Do you struggle to get to sleep no matter how worn out and tired you are? Do you lie awake for hours, anxiously watching the clock and getting more and more frustrated?
Being unable to sleep is a miserable way to spend your night-time hours and the effects on your life can be devastating.
It can make you feel irritable and short-tempered – putting a strain on your relationships at home and work. It can make it difficult to concentrate and focus on things. And it can leave you feeling flat, drowsy, anxious or depressed throughout the entire day.
There’s no doubt, insomnia takes a heavy toll on your energy, your mood and your ability to function during the day. And over time, chronic insomnia can actually contribute to serious health concerns.
The thing to remember is that insomnia is not a disease in its own right. It’s a symptom of other problems. And one of the main causes, as reported in Psychology Today by mindfulness-based psychotherapist Peter Strong, is STRESS.
Thankfully, your ability to cope with stress is something you can learn to control. And in turn, you can overcome your insomnia and sleep problems.
And once your sleep improves, your entire world will open up. You’ll wake up feeling refreshed and clear headed. You’ll feel happier and in a better mood. You’ll be more productive and able to cope with work and family pressures. Your health will improve and you will feel as if you have a new lease of life. And one of the most effective tools for helping you achieve this has been found to be mindfulness.
Various studies now suggest that mindfulness meditation — a mind-calming practice that focuses on breathing and awareness of the present moment — can be a tremendous help with insomnia.
One such study from JAMA Internal Medicine involved around 50 adults who were suffering from sleep problems. Half completed a mindfulness program in which they learned meditation and other exercises while the other half completed a sleep education class that taught them more traditional ways to improve their sleep habits.
Both groups met once a week for two hours over the course of six weeks and at the end of the course those in the mindfulness group had less insomnia, fatigue, and depression than those in the sleep education classes.
One of the reasons for these results is thought to be that mindfulness techniques evoke what is known as the’ relaxation response’.
The relaxation response, a term coined by Dr. Herbert Benson, director emeritus of the Harvard-affiliated Benson-Henry Institute for Mind Body Medicine., is a deep physiological shift in the body which helps reduce physical and psychological tension making it easier to switch off, relax and fall asleep.
So how do you practice mindfulness and get a good night’s sleep?
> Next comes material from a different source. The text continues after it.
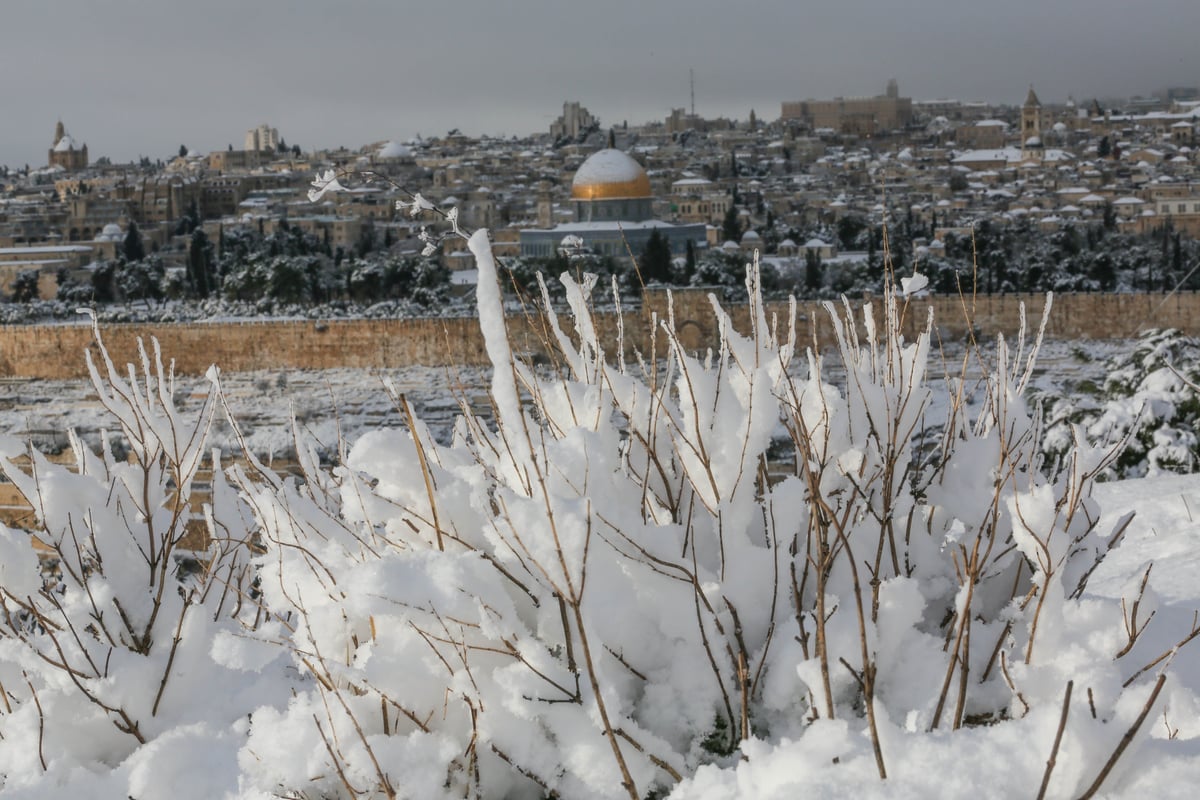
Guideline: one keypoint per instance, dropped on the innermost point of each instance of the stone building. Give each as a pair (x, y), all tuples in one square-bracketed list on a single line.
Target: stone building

Mindfulness practice basically involves bringing your attention to the present without getting caught up in worries and other negative thought patterns. This very simple practice helps you detach and break free from the constant ‘racing thoughts’ and annoying physical sensations which plague you when you struggle to sleep.
By practicing mindfulness techniques during the day, for as little as 10-15 minutes, you effectively train your body to relax so that it becomes easier to evoke the relaxation response at night when you can’t sleep.